That of Katalin Karikó and Drew Weissman, ‘father and mother’ of the anti-Covid vaccines, is “an awaited Nobel Prize for Medicine because before now there has never been such a revolutionary and important discovery, which has allowed us to save many lives and to bring all of us to a condition of total reopening to life thanks to a vaccine. A vaccine whose absence would certainly have caused many, many more human losses, with a much longer, heavier and more painful resolution of the pandemic”. Arnaldo Caruso, president of the Italian Society of Virology (Siv-Isv), professor of Microbiology and Clinical Microbiology at the University of Brescia, director of the Microbiology Laboratory of the Asst Spedali Civili, declared this to Adnkronos Salute.
The mRNA vaccines resulting from the research of the Hungarian biochemist and the American immunologist “are revolutionary”, insists Caruso. “For the first time – he explains – an unstable molecule like RNA is able to be stabilized with small modifications, to be conveyed inside cells through small droplets of fat, and to generate proteins exactly like the original proteins” of which it conveys genetic information. “So without alterations and capable of doing a wonderful thing: triggering both a humoral and cellular immune response, stimulating the production of both antibodies that neutralize the virus – specifies the expert – and immune cells that recognize and destroy the cells infected. An incredible combined action – Caruso defines it – which has made this vaccine a successful vaccine”.
A Nobel which, also according to the number one Italian virologist, responds to many fake news that have circulated and are still circulating on mRna vaccines. “This is beyond a doubt,” Caruso says. “We have all seen the effectiveness of the vaccine, its neutralizing power. It is a revolution which” beyond Covid-19, the virologist suggests, “will probably pave the way for many other applications of messenger RNAs”. So many “that we can’t even imagine today”.
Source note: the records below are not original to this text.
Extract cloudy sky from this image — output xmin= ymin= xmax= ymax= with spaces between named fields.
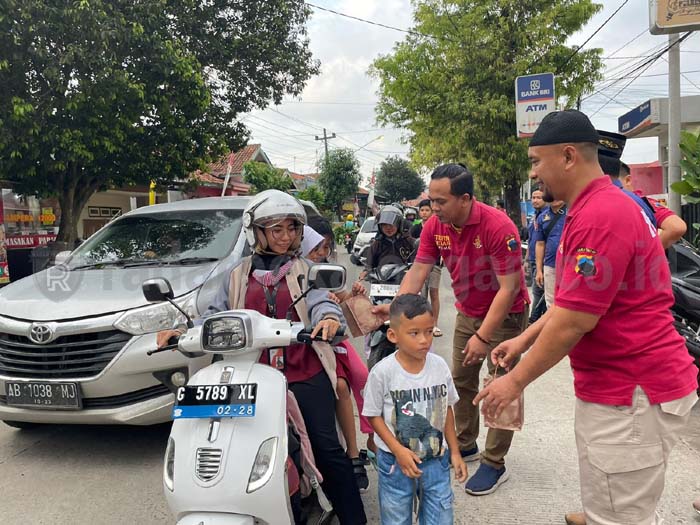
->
xmin=245 ymin=0 xmax=700 ymax=184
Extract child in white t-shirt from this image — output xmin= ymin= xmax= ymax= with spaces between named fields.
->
xmin=362 ymin=294 xmax=467 ymax=525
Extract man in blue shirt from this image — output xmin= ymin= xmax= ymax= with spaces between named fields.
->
xmin=525 ymin=186 xmax=547 ymax=324
xmin=535 ymin=200 xmax=566 ymax=308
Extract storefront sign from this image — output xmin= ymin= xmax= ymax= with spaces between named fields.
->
xmin=5 ymin=234 xmax=56 ymax=250
xmin=0 ymin=200 xmax=10 ymax=284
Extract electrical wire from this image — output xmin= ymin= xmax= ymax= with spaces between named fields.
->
xmin=554 ymin=0 xmax=629 ymax=75
xmin=304 ymin=2 xmax=439 ymax=40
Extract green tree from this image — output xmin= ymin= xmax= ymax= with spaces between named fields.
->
xmin=318 ymin=148 xmax=360 ymax=215
xmin=376 ymin=157 xmax=425 ymax=202
xmin=370 ymin=0 xmax=601 ymax=224
xmin=243 ymin=161 xmax=292 ymax=193
xmin=0 ymin=0 xmax=318 ymax=243
xmin=296 ymin=185 xmax=328 ymax=213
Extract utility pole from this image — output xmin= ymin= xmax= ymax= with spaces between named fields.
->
xmin=667 ymin=33 xmax=681 ymax=213
xmin=316 ymin=128 xmax=335 ymax=167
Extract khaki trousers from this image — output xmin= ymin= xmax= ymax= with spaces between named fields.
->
xmin=575 ymin=386 xmax=697 ymax=525
xmin=542 ymin=266 xmax=557 ymax=308
xmin=452 ymin=308 xmax=528 ymax=468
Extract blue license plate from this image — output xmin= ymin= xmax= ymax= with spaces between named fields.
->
xmin=173 ymin=404 xmax=255 ymax=419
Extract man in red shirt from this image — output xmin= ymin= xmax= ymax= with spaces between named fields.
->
xmin=474 ymin=110 xmax=698 ymax=525
xmin=376 ymin=164 xmax=528 ymax=495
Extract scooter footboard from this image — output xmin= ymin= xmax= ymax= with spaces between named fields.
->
xmin=177 ymin=512 xmax=255 ymax=525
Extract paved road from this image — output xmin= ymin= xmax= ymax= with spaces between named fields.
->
xmin=0 ymin=255 xmax=700 ymax=525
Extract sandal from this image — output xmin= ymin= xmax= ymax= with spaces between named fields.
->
xmin=350 ymin=450 xmax=369 ymax=494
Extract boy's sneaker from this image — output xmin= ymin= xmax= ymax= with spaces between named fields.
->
xmin=464 ymin=463 xmax=509 ymax=496
xmin=351 ymin=450 xmax=369 ymax=494
xmin=459 ymin=445 xmax=481 ymax=463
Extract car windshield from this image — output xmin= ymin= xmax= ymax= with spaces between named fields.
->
xmin=360 ymin=219 xmax=377 ymax=233
xmin=69 ymin=210 xmax=241 ymax=269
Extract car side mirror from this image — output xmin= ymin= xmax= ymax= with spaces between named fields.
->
xmin=308 ymin=264 xmax=346 ymax=292
xmin=141 ymin=278 xmax=175 ymax=302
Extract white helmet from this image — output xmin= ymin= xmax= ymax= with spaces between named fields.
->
xmin=243 ymin=190 xmax=306 ymax=253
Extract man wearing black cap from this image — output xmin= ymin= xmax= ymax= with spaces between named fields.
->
xmin=598 ymin=130 xmax=657 ymax=226
xmin=474 ymin=110 xmax=697 ymax=525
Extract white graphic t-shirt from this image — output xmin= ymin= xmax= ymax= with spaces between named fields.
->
xmin=362 ymin=353 xmax=459 ymax=459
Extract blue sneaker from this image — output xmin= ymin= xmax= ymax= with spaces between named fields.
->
xmin=459 ymin=445 xmax=481 ymax=463
xmin=464 ymin=463 xmax=509 ymax=496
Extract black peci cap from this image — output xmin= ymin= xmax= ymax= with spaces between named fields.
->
xmin=530 ymin=109 xmax=599 ymax=146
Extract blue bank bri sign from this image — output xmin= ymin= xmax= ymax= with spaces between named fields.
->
xmin=515 ymin=73 xmax=556 ymax=138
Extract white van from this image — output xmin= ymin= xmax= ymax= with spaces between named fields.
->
xmin=0 ymin=197 xmax=318 ymax=428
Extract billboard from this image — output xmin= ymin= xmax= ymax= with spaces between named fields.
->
xmin=0 ymin=195 xmax=10 ymax=284
xmin=649 ymin=0 xmax=700 ymax=35
xmin=515 ymin=73 xmax=556 ymax=138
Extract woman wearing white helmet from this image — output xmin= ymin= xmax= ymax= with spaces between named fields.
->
xmin=158 ymin=190 xmax=367 ymax=525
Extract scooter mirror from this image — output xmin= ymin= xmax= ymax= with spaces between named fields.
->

The hope is that this prize can convince skeptics to get vaccinated or revaccinate against Sars-CoV-2. “There is an enormous harmlessness in these vaccines, even compared to the previous ones – the specialist points out – since this RNA, despite being stabilized and conveyed in the cells, unlike DNA, viral vectors and many other proteins, remains extremely fragile. So, after a couple of days in the cell where it carried out its activity, it is degraded and it’s all over.” It disappears, “but in the meantime – Caruso comments – it has triggered effective and valid immune responses over time”.